I believe its pretty much like this Ts, when you takes something out of equilibrium this something wants to come back to equilibrium. However when you reach too far from equilibrium, and the thing try to equilibrate itself it just cant because it has more energy than could handle in equilibrium... so it got to become something else.

Think of a piano... If you add 1meter of gravitational potential than let the piano fall in the ground it will get damaged...

If you take this piano 10meter higher than when you let it fall it will get completely destroyed...

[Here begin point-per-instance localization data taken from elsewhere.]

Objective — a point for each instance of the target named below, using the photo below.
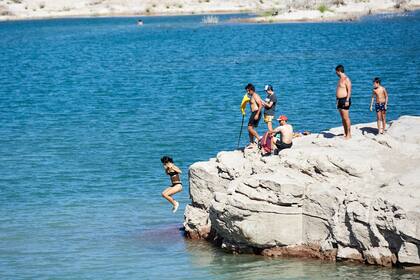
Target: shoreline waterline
(253, 18)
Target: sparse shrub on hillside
(339, 2)
(322, 8)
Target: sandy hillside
(287, 9)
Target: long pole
(240, 133)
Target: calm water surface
(88, 106)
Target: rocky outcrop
(328, 198)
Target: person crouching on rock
(286, 135)
(173, 171)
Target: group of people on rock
(266, 109)
(285, 130)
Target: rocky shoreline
(326, 198)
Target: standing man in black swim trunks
(256, 106)
(343, 95)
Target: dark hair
(339, 68)
(166, 159)
(250, 87)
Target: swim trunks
(341, 103)
(281, 146)
(268, 118)
(252, 122)
(380, 107)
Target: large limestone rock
(355, 200)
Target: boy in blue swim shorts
(381, 95)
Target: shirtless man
(256, 106)
(381, 95)
(286, 133)
(343, 95)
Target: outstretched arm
(259, 103)
(175, 168)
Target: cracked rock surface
(330, 198)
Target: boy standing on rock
(286, 134)
(381, 95)
(343, 95)
(269, 106)
(255, 104)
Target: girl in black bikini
(173, 171)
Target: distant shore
(265, 11)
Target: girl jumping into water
(173, 171)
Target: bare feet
(176, 205)
(251, 145)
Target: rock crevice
(327, 198)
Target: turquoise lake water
(88, 107)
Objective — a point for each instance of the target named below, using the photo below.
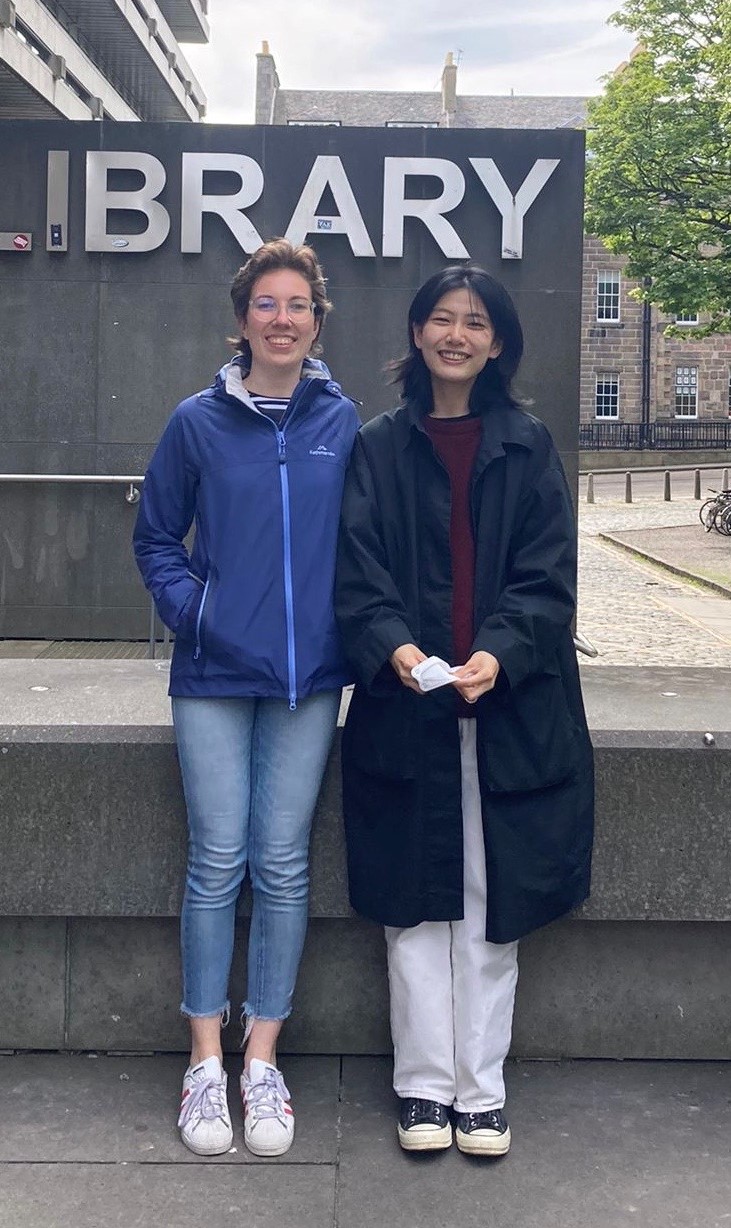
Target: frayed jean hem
(222, 1012)
(248, 1016)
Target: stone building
(638, 386)
(75, 59)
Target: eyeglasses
(264, 307)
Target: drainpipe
(646, 340)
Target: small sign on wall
(16, 241)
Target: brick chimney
(449, 91)
(267, 86)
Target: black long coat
(401, 750)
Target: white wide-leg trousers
(451, 992)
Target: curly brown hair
(279, 253)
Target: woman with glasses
(257, 464)
(467, 766)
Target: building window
(686, 392)
(607, 394)
(608, 294)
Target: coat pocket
(379, 734)
(530, 737)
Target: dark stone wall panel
(33, 979)
(100, 348)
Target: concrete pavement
(90, 1142)
(638, 613)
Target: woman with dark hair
(257, 462)
(467, 765)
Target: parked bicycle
(715, 513)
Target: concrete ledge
(639, 989)
(92, 829)
(92, 824)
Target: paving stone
(135, 1196)
(71, 1108)
(606, 1145)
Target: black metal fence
(660, 436)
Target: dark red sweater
(456, 442)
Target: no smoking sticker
(16, 241)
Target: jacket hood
(312, 369)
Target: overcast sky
(559, 47)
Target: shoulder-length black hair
(495, 378)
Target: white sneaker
(268, 1118)
(204, 1120)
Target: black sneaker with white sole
(424, 1125)
(483, 1134)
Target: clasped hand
(472, 679)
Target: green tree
(659, 174)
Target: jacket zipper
(289, 603)
(199, 618)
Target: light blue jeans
(251, 774)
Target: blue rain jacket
(251, 603)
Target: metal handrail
(132, 495)
(132, 481)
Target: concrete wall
(97, 348)
(92, 833)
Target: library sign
(128, 189)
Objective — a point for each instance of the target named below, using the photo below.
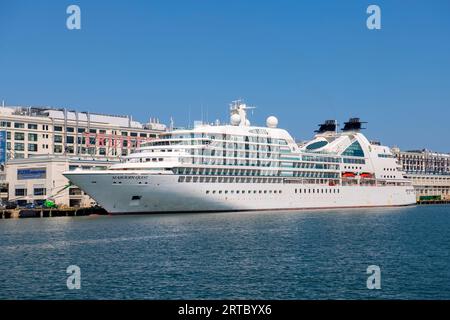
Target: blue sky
(303, 61)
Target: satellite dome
(272, 122)
(235, 119)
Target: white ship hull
(126, 192)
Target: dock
(49, 213)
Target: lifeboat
(348, 175)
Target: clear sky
(303, 61)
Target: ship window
(316, 145)
(354, 150)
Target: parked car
(30, 206)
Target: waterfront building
(35, 179)
(30, 132)
(429, 171)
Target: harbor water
(245, 255)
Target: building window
(39, 191)
(21, 192)
(57, 148)
(19, 147)
(69, 139)
(19, 136)
(32, 137)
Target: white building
(30, 132)
(35, 179)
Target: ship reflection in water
(264, 255)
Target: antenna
(189, 116)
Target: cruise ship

When the high voltage pulse frequency is applied to the water the water ions get ionized this mean free electrons and positive ions, If you than make them to combine there inside they will do so with the simplest configuration possible, assuming recombination to water will be only a small portion...because electrons have a ratio of charge to mass much greater than the H+ ions and far much greater than OH+ ions, this mean the speed of the electron in comparison must be several magnitudes greater.... They should want to go to the lower energy state but this is far apart at the other side of the cell than the simplest configuration in terms of molecular scale. Stan stated that its only related to the deflection and movement of electrons...

The ion and electron feel the same force but as the masses are different if strong enough force is applied the electrons are accelerated much more than the ion... and when they split (ionize) they will go in opposite directions despite the fact they still attract each other.